The country borders Ivory Coast, Guinea-Bissau, Liberia, Mali, Senegal, Sierra Leone and 320 km of Atlantic coastline. The official language is French and the currency is the Guinean Franc.
The country can be sub-divided into four geographical zones: narrow coastal belt (Lower Guinea); north-western mountainous region; central savannah (source of the River Niger); and south-eastern rainforest (Forest Guinea). Guinea’s climate is predominantly humid and tropical.
Transport within the country consists of an intermittent rail network, a relatively limited network of roads (although largely improved in areas influenced by the mining industry), a large international airport at Conakry and a number of smaller domestic airports/airstrips.
Access to the country from abroad is relatively easy owing to the international airport at Conakry, which offers a regular service throughout the year, to both Europe and African countries.
In terms of history, Guinea became a French colony in the late 19th Century and subsequently gained independence in October 1958. Following independence, the country was initially under autocratic rule, resulting in only very limited economic growth, and leading to a number of military coups. The most significant coup occurred in 1984, after which Guinea began implementing western government systems, allowing the first multiparty election in 1993.

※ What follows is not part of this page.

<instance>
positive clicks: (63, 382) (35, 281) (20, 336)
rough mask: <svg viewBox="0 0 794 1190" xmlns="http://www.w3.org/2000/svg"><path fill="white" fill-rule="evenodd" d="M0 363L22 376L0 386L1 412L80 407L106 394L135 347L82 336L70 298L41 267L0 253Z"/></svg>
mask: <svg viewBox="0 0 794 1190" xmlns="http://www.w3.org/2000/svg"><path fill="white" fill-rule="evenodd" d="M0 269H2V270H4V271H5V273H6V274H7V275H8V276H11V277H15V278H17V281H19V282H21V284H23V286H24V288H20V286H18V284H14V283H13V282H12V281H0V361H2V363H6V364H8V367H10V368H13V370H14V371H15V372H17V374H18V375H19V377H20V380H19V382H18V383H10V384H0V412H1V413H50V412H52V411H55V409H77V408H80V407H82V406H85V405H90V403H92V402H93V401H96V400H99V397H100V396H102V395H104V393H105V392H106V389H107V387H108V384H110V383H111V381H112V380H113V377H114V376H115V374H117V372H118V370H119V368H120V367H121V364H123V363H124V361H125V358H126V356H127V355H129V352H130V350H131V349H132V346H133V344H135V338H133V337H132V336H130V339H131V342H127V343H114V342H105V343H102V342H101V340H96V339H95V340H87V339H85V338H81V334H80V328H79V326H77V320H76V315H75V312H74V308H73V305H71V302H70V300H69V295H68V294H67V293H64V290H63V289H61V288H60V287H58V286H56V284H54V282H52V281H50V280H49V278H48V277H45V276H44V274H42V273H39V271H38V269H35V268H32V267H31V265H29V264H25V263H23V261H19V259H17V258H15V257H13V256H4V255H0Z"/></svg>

Successive military coups have occurred since 1993, however the country is currently stable, with an agreement signed to return the country to civilian rule within 6 months of January 12th 2010. After a series of postponements, presidential elections were held on the 16th December 2010; the first truly democratic election in Guinea’s history.
Guinea is developing its economy based on agriculture, mining, and trade. Predominantly agricultural, Guinea produces rice, coffee, pineapples, bananas and sweet potato, with some livestock-raising in the highlands. The country is attractive to mining companies as it has approximately 30% of the world’s known bauxite resources and significant iron ore deposits.
The mining sector in Guinea contributes around 25% of the country’s income and 80% of Guinea’s foreign exchange earnings, with bauxite production by far the most important contributor, making Guinea a significant bauxite producer. Bauxite deposits are found across much of western and central Guinea. Guinea is considered to have the largest bauxite resource and reserve potential in the world, although it is currently not the largest producer of either bauxite or alumina.
The local traffic network is weakly developed. The access network linking Télimélé to theregional towns of Sangaredi and Fria are dirt roads of medium to bad quality. However, the roads are equipped with a concrete gutter system designed to control the drainage of rainwater. Existing side-tracks are passable in dry season only, when most of rivers/creeks dry completely. But even then they are passable by off-road vehicles only. In the rainy season (June-October) all the creeks and rivers are transformed into powerful streams, hindering traffic and exploration.
The nearest railways are located in Fria (70 km) and Sangaredi (80 km).